Civisme

Le système politique de milice en voie d’extinction

Le parlement fédéral n’a de milicien que la faiblesse de ses moyens alors que les communes peinent à recruter leurs dirigeants, faute de candidats. Comment revivifier le système de milice, un des piliers de l’identité helvétique? Avenir Suisse propose de créer un service citoyens ouvert à tous

Le système politique de milice,

un mythe en voie d’extinction

Civisme Aux Chambres, la professionnalisation est incontestable

Que reste-t-il des mythes helvétiques? Le système de milice s’effrite. Or, cet engagement des citoyens au bénéfice de la communauté, tout comme le fédéralisme ou la démocratie directe, est généralement considéré par les Suisses comme l’un des fondements de leur identité.

La Suisse va-t-elle glisser d’une société républicaine et libérale, caractérisée par une proximité entre le citoyen et l’Etat, ainsi que par l’engagement volontaire pour la communauté, à un Etat fonctionnel et bureaucratique composé de spécialistes? C’est la question posée par le laboratoire d’idées Avenir Suisse dans une étude dirigée par Andreas Müller. Pour enrayer la perte de sens civique, il relance l’idée d’un «service citoyen pour le maintien de l’Etat citoyen». Un service civique obligatoire dans l’aide sociale, le sport ou la vie communale, y compris pour les étrangers établis en Suisse. Ce projet a d’ailleurs été développé au parlement par les conseillers nationaux Hugues Hiltpold (PLR/GE) et Mathias Reynard (PS/VS).

Entre 2007 et 2013, la part de la population engagée dans des activités volontaires institutionnalisées, sapeurs-pompiers, clubs sportifs, présence auprès des malades, responsabilité politique, est passée de 26% à moins de 20%. En cause, la montée de l’individualisme, les difficultés à conjuguer vie professionnelle et activités sociales, les pressions toujours plus fortes sur les cadres moyens.

Politique plus exigeante

Au niveau fédéral, plus de la moitié des élus sont désormais des politiciens professionnels. Selon une étude comparant les législatures 1971-1975 et 2003-2007, la professionnalisation de la politique fédérale est incontestable. Il n’y avait déjà plus aucun politicien de milice au Conseil des Etats en 2003. Au Conseil national, il ne restait que 13% de parlementaires ayant encore une activité annexe plus prenante que leur mandat politique, contre 25% en 1971.

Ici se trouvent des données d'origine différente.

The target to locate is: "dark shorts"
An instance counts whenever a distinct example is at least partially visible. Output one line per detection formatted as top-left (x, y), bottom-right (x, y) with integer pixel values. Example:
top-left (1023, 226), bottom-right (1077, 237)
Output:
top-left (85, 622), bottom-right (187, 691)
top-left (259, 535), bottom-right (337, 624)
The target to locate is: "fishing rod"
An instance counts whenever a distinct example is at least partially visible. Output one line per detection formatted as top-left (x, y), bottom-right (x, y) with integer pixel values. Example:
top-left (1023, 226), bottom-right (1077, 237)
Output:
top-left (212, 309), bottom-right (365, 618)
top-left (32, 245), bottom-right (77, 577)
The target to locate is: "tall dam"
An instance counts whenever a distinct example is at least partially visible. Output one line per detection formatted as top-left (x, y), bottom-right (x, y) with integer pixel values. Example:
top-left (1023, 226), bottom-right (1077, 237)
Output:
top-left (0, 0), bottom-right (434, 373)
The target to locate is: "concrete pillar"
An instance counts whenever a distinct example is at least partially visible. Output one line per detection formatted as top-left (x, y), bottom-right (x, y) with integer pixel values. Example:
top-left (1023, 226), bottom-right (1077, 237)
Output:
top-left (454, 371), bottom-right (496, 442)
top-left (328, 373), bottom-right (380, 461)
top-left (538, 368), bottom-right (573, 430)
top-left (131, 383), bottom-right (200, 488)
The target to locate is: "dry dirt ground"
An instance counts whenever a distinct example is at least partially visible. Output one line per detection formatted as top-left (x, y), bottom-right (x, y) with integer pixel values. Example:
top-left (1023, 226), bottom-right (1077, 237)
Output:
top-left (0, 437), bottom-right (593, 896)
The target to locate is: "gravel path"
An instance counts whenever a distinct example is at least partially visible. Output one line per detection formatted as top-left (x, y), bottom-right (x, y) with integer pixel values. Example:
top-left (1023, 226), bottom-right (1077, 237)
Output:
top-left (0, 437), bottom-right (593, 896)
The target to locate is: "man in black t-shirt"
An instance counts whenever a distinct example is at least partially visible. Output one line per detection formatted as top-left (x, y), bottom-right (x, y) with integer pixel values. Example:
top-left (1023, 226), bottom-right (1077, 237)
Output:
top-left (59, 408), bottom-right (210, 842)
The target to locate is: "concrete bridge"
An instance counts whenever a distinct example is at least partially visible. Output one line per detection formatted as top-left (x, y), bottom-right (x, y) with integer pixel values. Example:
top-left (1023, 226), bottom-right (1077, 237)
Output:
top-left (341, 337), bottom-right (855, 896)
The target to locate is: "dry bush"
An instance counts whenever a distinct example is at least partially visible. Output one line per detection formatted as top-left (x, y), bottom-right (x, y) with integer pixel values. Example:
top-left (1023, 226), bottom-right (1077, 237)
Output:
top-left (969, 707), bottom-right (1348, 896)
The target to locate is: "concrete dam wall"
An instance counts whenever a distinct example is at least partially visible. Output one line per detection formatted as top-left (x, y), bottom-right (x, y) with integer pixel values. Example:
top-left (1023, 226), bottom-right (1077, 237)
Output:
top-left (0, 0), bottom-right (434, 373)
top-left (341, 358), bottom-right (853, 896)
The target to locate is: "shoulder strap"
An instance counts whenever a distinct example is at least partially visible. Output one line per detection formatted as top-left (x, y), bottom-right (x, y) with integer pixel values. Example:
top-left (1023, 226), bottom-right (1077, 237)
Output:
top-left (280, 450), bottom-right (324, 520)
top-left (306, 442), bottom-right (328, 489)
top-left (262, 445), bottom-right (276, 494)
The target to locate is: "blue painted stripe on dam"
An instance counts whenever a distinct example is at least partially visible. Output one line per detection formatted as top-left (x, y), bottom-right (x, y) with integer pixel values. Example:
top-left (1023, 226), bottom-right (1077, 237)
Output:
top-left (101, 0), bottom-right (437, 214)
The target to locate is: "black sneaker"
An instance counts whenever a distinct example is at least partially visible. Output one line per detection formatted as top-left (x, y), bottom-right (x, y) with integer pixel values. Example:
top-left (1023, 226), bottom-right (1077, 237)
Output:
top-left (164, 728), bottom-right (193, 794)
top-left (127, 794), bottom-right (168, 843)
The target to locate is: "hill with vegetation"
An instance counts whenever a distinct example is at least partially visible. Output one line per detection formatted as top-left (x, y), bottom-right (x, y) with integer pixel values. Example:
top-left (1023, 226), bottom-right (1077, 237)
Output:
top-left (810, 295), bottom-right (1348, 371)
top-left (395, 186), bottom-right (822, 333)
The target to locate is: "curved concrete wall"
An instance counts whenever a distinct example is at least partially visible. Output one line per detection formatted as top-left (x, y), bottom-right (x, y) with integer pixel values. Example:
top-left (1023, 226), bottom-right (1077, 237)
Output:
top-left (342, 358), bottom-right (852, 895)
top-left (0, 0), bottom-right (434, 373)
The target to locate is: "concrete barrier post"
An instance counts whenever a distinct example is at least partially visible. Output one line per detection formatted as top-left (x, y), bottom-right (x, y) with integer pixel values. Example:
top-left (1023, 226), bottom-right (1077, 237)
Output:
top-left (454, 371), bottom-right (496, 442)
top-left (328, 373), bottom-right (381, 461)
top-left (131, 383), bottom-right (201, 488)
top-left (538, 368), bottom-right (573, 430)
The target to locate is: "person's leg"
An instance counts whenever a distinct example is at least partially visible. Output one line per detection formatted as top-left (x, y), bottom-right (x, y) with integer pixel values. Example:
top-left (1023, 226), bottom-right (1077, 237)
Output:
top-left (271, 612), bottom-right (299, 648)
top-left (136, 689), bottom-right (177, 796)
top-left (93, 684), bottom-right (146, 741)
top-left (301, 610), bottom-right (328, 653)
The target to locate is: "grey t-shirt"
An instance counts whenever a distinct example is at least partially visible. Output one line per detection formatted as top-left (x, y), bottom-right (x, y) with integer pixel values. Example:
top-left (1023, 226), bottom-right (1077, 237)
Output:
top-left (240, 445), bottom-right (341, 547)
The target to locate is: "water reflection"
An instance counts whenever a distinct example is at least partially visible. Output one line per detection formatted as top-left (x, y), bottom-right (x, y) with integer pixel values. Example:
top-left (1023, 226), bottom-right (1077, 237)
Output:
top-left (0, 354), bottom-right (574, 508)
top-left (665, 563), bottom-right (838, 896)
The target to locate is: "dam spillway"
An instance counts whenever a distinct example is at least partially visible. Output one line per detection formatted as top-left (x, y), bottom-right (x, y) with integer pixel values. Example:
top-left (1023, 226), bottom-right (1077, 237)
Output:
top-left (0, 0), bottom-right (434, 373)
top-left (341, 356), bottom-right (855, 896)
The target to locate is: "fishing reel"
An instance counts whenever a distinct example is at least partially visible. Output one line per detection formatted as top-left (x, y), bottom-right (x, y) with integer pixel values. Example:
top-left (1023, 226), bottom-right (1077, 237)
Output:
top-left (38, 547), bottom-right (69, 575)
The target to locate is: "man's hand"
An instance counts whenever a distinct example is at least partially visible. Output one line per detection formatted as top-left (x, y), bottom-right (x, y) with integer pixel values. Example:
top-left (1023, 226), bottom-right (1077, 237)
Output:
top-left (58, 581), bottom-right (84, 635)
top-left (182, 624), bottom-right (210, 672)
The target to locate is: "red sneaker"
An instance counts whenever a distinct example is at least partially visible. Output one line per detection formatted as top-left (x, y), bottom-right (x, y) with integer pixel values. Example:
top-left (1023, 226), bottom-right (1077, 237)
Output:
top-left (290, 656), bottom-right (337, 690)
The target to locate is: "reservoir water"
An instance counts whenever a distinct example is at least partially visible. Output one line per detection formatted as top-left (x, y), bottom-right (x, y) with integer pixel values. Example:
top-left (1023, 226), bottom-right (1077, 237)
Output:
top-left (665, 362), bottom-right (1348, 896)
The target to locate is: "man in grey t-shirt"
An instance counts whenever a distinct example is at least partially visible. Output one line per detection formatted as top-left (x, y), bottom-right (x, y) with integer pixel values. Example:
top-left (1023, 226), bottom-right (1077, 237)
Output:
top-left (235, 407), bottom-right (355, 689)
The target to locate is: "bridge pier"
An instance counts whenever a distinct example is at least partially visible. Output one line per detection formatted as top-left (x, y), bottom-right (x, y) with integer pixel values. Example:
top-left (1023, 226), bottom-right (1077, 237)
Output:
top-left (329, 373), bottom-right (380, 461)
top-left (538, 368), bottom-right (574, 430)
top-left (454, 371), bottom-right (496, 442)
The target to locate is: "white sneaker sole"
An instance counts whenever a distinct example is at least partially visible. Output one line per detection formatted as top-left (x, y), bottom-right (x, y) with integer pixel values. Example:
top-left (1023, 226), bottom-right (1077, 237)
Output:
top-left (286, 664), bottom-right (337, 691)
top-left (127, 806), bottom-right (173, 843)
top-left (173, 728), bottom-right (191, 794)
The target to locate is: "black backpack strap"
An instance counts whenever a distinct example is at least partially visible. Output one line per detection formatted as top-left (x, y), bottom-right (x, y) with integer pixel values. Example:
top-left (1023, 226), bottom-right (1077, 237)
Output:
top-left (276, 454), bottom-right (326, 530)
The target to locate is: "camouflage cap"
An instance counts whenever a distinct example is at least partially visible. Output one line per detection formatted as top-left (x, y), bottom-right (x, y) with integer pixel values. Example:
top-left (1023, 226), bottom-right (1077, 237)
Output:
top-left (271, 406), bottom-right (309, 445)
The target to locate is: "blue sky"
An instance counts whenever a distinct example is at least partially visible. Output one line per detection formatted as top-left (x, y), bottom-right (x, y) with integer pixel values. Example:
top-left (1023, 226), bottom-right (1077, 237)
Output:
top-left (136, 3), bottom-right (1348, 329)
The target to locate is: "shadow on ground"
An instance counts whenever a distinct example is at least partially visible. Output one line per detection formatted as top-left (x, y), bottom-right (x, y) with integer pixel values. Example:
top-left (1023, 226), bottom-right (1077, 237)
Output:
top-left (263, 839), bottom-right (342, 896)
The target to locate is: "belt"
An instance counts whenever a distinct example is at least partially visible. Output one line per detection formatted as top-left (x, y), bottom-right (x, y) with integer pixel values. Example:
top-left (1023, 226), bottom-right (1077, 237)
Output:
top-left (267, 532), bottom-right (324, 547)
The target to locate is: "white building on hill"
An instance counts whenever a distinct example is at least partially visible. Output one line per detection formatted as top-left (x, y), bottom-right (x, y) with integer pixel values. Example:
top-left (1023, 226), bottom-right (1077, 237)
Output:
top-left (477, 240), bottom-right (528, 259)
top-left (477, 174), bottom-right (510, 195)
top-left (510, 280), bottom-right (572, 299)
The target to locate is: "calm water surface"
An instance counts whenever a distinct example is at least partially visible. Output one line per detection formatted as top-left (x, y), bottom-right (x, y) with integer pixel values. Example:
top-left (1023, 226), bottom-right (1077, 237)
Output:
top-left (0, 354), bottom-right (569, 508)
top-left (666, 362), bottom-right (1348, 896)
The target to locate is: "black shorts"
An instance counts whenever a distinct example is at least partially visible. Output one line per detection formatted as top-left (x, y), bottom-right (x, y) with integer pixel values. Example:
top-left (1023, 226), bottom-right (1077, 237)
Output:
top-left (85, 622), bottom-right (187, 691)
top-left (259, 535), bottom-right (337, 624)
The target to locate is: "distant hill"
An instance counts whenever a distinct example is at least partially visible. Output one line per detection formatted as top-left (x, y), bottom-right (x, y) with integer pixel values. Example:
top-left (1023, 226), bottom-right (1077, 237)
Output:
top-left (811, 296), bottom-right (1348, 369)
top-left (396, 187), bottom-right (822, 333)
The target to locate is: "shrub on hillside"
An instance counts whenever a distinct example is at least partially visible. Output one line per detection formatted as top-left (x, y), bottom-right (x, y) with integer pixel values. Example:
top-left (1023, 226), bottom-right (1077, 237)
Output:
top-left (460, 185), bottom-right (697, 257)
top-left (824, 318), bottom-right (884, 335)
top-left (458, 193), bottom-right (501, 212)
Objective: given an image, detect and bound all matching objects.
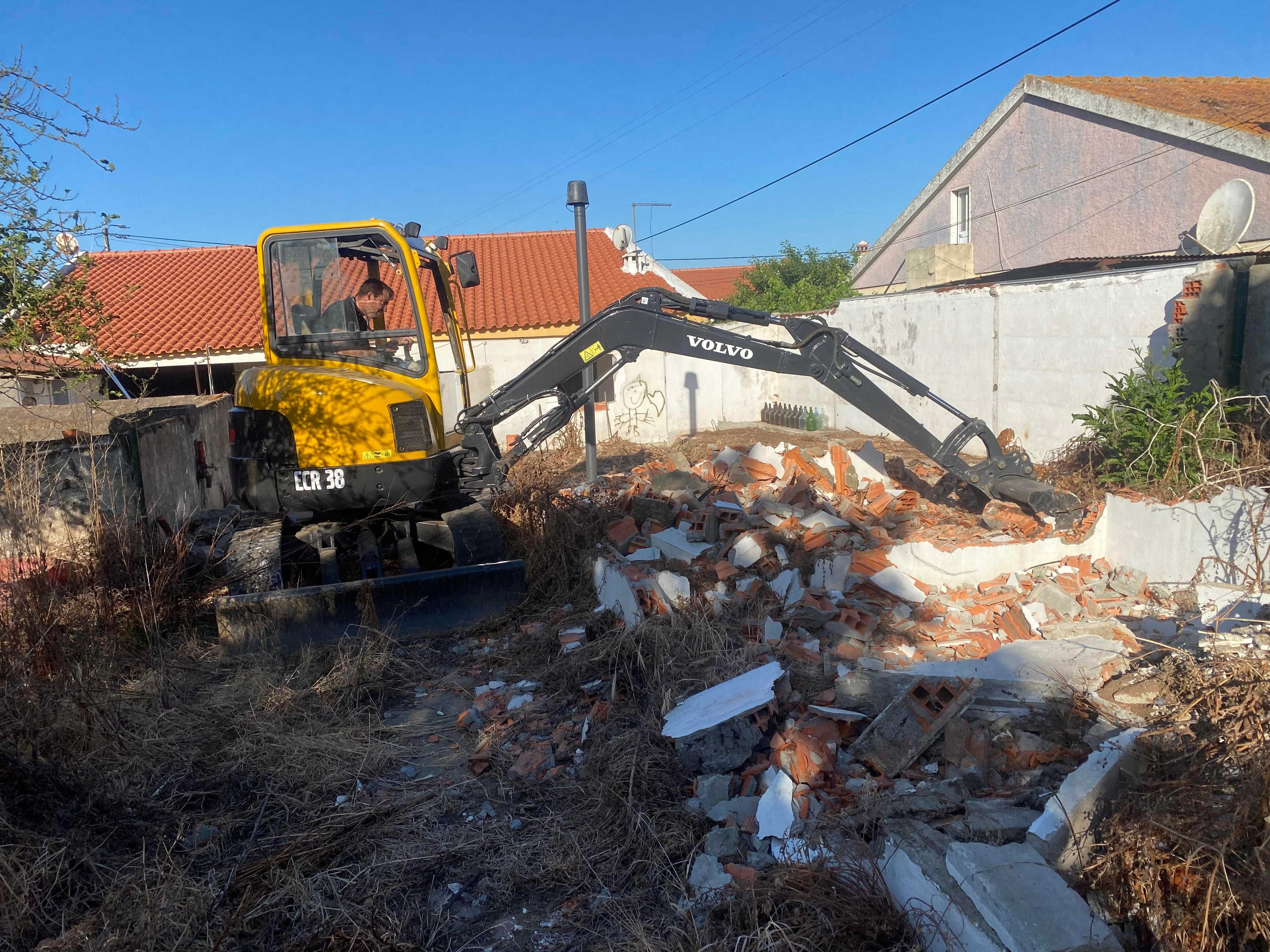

Toujours plus complexe et technique, la politique fédérale est devenue plus exigeante, tandis que l’amélioration des rémunérations permet aux élus de réduire leurs activités professionnelles pour se consacrer à leur mandat.

Dans les parlements cantonaux, l’engagement milicien reste largement majoritaire. Mais 57% des députés consacrent plus de 10 heures par semaine à leur mandat.

Le plus inquiétant, surtout en Suisse romande, c’est le très fort taux de renouvellement des Grands Conseils. Jets de l’éponge après le premier mandat ou non-réélections des anciens, le taux de nouveaux députés à Genève atteint 69%, il est de 63% dans le canton du Jura et de 61% à Fribourg.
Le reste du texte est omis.